US domestic opposition to the Trump administration can also work to build grassroots pressure on the government via activism—indeed, both the administration’s move to return Kilmar Abrego Garcia to the US and the prisoner swap that ultimately sent the CECOT detainees to Venezuela reveal that the administration is susceptible to domestic political pressure. Critically, American opposition leaders can and should credibly signal that there will be accountability and consequences for the Trump administration’s human rights abuses—that, should they ever return to power, they will not paper over past abuses, as the Obama administration did despite their evidence that the Bush administration “tortured some folks”. One way for leaders to make these promises of accountability credible is to promise they will join the ICC if they come to power, following the lead of other states that have joined the ICC after a period of violence as a way to externalize punishment for abuses, reassuring both international allies and nervous domestic populations that there will be justice even if domestic courts aren’t up to the task.
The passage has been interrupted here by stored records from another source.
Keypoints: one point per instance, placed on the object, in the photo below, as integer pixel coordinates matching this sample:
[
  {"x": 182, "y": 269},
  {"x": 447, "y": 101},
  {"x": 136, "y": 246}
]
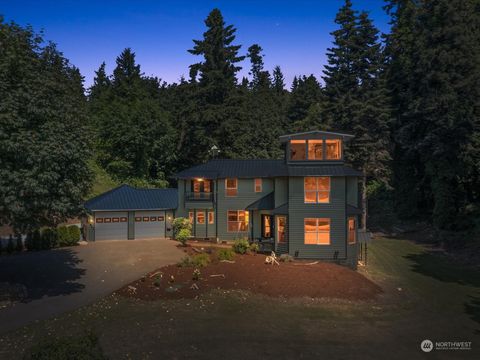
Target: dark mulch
[{"x": 250, "y": 273}]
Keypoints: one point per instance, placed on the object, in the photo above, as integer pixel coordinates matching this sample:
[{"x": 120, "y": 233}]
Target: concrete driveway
[{"x": 61, "y": 280}]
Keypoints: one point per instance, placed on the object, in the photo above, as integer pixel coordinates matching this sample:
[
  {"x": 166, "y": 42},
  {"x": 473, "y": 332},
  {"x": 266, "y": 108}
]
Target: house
[{"x": 305, "y": 205}]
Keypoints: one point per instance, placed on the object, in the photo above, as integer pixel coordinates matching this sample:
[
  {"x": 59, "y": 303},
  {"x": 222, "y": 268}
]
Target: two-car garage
[{"x": 127, "y": 213}]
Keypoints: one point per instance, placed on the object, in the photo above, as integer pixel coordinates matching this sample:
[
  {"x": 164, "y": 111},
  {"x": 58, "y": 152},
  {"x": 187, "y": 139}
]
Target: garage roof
[{"x": 126, "y": 197}]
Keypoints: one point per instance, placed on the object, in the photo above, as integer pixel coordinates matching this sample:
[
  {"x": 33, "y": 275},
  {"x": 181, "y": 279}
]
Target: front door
[{"x": 267, "y": 226}]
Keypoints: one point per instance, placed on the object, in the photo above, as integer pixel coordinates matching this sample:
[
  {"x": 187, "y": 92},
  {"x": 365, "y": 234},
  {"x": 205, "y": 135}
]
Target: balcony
[{"x": 199, "y": 196}]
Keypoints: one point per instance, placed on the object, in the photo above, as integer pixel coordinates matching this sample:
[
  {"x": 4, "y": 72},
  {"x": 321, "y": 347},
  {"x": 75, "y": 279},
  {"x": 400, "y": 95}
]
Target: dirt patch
[{"x": 250, "y": 273}]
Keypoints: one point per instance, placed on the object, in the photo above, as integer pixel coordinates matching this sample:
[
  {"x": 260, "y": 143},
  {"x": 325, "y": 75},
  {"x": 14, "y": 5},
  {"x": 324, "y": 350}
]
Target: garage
[
  {"x": 149, "y": 224},
  {"x": 111, "y": 225},
  {"x": 128, "y": 213}
]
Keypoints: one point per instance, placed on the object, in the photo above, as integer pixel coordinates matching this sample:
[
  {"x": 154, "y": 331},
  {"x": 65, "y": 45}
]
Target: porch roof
[{"x": 265, "y": 203}]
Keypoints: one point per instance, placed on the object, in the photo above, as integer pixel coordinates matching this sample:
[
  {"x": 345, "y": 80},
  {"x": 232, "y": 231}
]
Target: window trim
[
  {"x": 317, "y": 231},
  {"x": 316, "y": 190},
  {"x": 247, "y": 221},
  {"x": 255, "y": 184},
  {"x": 227, "y": 188}
]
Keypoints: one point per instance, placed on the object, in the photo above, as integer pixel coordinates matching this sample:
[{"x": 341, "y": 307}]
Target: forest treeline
[{"x": 410, "y": 97}]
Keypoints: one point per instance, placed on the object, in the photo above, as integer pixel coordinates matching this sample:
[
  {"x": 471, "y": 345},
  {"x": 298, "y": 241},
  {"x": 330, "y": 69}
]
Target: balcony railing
[{"x": 199, "y": 196}]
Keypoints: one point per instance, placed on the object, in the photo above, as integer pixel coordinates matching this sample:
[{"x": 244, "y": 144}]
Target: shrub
[
  {"x": 183, "y": 236},
  {"x": 180, "y": 224},
  {"x": 18, "y": 243},
  {"x": 10, "y": 245},
  {"x": 241, "y": 246},
  {"x": 225, "y": 254},
  {"x": 285, "y": 258},
  {"x": 254, "y": 247},
  {"x": 72, "y": 347},
  {"x": 49, "y": 238},
  {"x": 201, "y": 260}
]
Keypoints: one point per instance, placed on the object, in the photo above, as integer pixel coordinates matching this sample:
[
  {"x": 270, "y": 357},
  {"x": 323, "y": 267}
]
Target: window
[
  {"x": 211, "y": 217},
  {"x": 298, "y": 150},
  {"x": 351, "y": 231},
  {"x": 333, "y": 149},
  {"x": 317, "y": 190},
  {"x": 237, "y": 220},
  {"x": 315, "y": 149},
  {"x": 200, "y": 217},
  {"x": 317, "y": 231},
  {"x": 258, "y": 185},
  {"x": 231, "y": 187}
]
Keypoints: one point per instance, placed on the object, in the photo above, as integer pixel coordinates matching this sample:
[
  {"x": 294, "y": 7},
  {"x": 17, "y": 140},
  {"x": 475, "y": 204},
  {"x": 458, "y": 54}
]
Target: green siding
[
  {"x": 352, "y": 191},
  {"x": 335, "y": 210}
]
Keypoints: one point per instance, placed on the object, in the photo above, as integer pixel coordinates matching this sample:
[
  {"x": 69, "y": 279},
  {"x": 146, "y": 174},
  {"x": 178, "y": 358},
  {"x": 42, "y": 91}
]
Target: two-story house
[{"x": 305, "y": 205}]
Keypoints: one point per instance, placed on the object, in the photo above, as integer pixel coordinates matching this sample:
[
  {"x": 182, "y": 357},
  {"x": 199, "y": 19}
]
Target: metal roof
[
  {"x": 126, "y": 197},
  {"x": 225, "y": 168},
  {"x": 265, "y": 203}
]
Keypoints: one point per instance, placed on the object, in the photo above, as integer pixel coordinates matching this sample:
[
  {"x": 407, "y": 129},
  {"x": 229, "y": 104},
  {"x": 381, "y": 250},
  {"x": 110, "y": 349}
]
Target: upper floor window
[
  {"x": 316, "y": 189},
  {"x": 333, "y": 149},
  {"x": 298, "y": 150},
  {"x": 258, "y": 185},
  {"x": 231, "y": 187}
]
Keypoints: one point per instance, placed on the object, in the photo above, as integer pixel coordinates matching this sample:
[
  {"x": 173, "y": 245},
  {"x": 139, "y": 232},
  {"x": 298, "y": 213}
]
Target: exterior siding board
[{"x": 335, "y": 210}]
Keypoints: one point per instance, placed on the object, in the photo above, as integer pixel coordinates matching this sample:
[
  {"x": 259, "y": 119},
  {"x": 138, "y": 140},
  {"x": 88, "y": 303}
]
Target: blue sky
[{"x": 293, "y": 34}]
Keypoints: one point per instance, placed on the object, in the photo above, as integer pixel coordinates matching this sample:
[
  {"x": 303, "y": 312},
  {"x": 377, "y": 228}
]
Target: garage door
[
  {"x": 149, "y": 224},
  {"x": 111, "y": 225}
]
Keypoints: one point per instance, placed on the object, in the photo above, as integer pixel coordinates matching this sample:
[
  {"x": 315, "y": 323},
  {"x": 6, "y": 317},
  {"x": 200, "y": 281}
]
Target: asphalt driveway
[{"x": 55, "y": 281}]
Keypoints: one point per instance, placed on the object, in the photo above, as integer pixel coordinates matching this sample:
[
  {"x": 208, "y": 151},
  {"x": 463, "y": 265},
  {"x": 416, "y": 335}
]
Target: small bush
[
  {"x": 254, "y": 247},
  {"x": 225, "y": 254},
  {"x": 72, "y": 347},
  {"x": 183, "y": 236},
  {"x": 285, "y": 258},
  {"x": 49, "y": 238},
  {"x": 18, "y": 243},
  {"x": 10, "y": 245},
  {"x": 241, "y": 246},
  {"x": 186, "y": 261},
  {"x": 201, "y": 260}
]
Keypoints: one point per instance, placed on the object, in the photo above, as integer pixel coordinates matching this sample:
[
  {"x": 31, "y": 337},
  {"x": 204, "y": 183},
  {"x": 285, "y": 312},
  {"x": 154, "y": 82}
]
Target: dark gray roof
[
  {"x": 126, "y": 197},
  {"x": 264, "y": 203},
  {"x": 224, "y": 168}
]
None of these measures would be a guarantee, but each one of them would help make a future commitment to justice more plausible, changing the stakes of the decisions that other states, groups, and individuals make in the face of autocratic breakthrough. Actors looking at the current landscape and foreseeing a future of impunity for the Trump administration’s crimes may be tempted to throw their lot in with the administration’s abuses, or at least to implicitly legitimize them. Actors looking at a landscape where pressure for future accountability comes from many directions may instead look at this period in American history as a chapter with an eventual end that will require an answer and an account for abuse. In this sense, El Salvador’s hedged bet shows us how we can stack the deck toward justice.